Playlist 6
Oct. 3rd, 2006 11:52 am![[personal profile]](https://www.dreamwidth.org/img/silk/identity/user.png)
Counting down towards the twelfth and last.
- Someone Saved My Life Tonight, Elton John. This may have been the first of his songs to catch my attention.
- Canadian Railroad Trilogy, Gordon Lightfoot. Lightfoot's at his best, to my mind, in his specifically Canadian songs, and this one is marvelously evocative.
- Old Familiar, Kathleen Wilhoite. This one's about as close to sentimentality as Wilhoite gets, a song of sad reminiscence.
- I Remember LA, Celine Dion. Another song of reminiscence, but this one's thunderous and passionate.
- Respect, Aretha Franklin. Or should that be R-E-S-P-E-C-T? Aretha at her sassy best.
- Peace Train, Cat Stevens. Another train-as-salvation song; for some reason, the rapid clap-clap-clap in the chorus pleases me.
- Big Yellow Taxi, Joni Mitchell. "Don't it always seem to go / That you don't know what you've got till it's gone?"

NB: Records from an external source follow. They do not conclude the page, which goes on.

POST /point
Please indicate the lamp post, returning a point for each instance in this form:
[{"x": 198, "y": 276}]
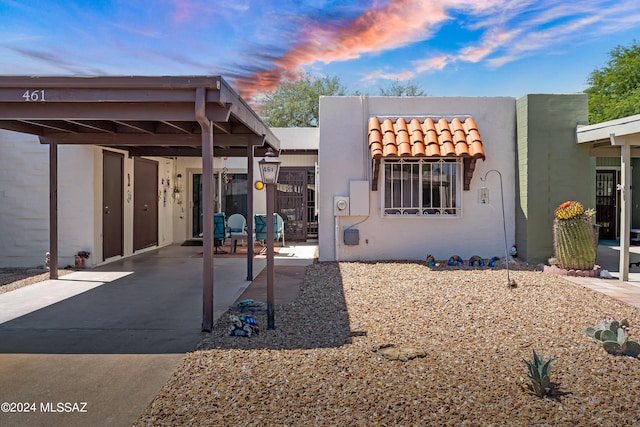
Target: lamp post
[
  {"x": 483, "y": 199},
  {"x": 269, "y": 170}
]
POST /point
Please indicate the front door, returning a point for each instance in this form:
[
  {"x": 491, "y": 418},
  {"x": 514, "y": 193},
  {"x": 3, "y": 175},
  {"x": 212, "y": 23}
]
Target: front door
[
  {"x": 145, "y": 203},
  {"x": 112, "y": 212},
  {"x": 291, "y": 201},
  {"x": 606, "y": 210}
]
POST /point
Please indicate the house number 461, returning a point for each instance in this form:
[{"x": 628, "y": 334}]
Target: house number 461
[{"x": 33, "y": 95}]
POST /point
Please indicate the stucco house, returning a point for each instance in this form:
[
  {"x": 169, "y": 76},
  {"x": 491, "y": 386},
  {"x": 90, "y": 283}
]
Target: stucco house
[
  {"x": 408, "y": 203},
  {"x": 382, "y": 178}
]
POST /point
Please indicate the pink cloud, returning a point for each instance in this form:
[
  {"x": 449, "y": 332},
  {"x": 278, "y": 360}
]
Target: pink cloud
[{"x": 394, "y": 25}]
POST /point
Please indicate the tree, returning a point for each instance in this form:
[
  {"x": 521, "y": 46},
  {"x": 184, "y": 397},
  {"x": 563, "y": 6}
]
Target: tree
[
  {"x": 397, "y": 89},
  {"x": 296, "y": 103},
  {"x": 614, "y": 90}
]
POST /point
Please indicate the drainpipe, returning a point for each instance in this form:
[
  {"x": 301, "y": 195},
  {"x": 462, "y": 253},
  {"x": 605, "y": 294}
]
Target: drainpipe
[{"x": 207, "y": 192}]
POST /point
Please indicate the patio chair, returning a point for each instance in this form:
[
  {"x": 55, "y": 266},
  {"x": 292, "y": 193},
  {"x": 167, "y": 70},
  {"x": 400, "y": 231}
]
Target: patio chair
[
  {"x": 237, "y": 229},
  {"x": 220, "y": 232},
  {"x": 261, "y": 227}
]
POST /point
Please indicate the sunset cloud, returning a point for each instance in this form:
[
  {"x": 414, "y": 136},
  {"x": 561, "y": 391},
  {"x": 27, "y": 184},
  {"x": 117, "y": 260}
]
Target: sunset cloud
[{"x": 398, "y": 23}]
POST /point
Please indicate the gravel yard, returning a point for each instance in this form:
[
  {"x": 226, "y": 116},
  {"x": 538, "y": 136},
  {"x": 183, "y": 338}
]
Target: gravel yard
[{"x": 319, "y": 367}]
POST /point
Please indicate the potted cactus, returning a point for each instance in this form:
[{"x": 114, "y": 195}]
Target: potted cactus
[{"x": 573, "y": 238}]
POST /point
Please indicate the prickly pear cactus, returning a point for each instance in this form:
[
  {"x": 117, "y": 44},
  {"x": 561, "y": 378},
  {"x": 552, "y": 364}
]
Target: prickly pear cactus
[
  {"x": 614, "y": 337},
  {"x": 573, "y": 237}
]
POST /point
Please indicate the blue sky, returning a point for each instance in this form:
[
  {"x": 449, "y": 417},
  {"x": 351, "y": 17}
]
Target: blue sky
[{"x": 447, "y": 47}]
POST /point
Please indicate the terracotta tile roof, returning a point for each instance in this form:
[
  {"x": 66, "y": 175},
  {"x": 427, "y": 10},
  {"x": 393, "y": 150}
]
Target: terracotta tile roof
[{"x": 425, "y": 137}]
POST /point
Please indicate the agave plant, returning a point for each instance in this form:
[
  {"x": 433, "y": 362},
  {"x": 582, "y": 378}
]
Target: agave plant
[
  {"x": 540, "y": 375},
  {"x": 614, "y": 337}
]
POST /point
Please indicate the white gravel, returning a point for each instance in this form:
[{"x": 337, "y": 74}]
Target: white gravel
[{"x": 319, "y": 367}]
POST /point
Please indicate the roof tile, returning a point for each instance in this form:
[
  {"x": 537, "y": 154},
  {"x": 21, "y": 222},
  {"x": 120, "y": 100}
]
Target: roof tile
[{"x": 456, "y": 138}]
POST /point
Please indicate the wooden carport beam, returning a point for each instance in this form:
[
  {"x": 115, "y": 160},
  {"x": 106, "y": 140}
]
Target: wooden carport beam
[{"x": 207, "y": 211}]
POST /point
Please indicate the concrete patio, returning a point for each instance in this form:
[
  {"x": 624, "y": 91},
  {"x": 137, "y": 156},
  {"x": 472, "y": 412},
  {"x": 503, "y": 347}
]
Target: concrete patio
[{"x": 110, "y": 337}]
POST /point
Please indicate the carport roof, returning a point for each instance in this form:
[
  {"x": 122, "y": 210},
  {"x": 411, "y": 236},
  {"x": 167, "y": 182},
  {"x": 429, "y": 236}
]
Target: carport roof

- Castles in the Air, Don McLean. I love the mouth-feel of this one, the tripping alliteration in the middle of the opening lines: "And if she asks you why you can tell her that I told you that I'm tired of castles in the air..."
- I Know A Place, Petula Clark. My second-favorite of her songs. Thematically, it's pretty much the same song as Downtown.
- No Time, the Guess Who. The growling background sets off the lead singer's voice very nicely. The Guess Who used voices as sound (irrespective of content) about as well as any group I know of.